Our longing for love is, at heart, powered by a desire to be understood and to understand. Given how much of life is tragic in structure, it follows that for many of us, the sort of people we feel readiest to love are not going to be those who find the business of living obvious or easy; but those who are as puzzled and saddened by it as we are; those who feel a regular need to withdraw from the sentimental bonhomie of daily life; those who are alive to anxiety and catastrophe – and who may, like us, frequently feel close to tears at so much that is regretful and sad.

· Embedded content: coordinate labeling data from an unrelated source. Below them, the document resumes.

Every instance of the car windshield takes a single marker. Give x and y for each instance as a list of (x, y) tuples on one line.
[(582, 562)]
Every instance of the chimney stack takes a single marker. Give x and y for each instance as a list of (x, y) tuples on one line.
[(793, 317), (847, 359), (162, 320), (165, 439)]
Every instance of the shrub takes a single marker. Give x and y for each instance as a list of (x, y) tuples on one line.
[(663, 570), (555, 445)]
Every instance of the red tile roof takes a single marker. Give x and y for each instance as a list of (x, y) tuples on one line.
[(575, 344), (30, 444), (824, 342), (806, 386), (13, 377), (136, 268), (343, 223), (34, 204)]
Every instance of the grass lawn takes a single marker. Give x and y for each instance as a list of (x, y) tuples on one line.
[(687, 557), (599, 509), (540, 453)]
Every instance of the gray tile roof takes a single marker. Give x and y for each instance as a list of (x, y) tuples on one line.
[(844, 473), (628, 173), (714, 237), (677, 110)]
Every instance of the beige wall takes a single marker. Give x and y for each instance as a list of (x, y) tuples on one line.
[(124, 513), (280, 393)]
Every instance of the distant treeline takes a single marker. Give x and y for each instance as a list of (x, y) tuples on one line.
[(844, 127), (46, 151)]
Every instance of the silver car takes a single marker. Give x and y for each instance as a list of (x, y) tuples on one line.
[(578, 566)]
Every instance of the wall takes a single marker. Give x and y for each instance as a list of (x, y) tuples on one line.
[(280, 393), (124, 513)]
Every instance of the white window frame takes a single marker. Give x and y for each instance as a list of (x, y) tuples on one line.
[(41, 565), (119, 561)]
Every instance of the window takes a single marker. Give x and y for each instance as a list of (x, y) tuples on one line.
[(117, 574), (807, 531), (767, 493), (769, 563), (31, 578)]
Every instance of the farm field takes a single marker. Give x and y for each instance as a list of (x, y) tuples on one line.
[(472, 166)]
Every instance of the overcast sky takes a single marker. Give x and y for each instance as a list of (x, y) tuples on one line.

We have been keen to pathologise and medicalise expressions of unhappiness – and our ideals of physical beauty have kept pace with our prejudices. Our billboards and movies loudly proclaim the virtues of glowing contentment. But we are in danger of missing out on one of the richest sources of beauty, which is when our faces drop their usual masks and visually acknowledge the pain of existence – a moment of honesty and vulnerability on the basis of which true friendship and love can arise.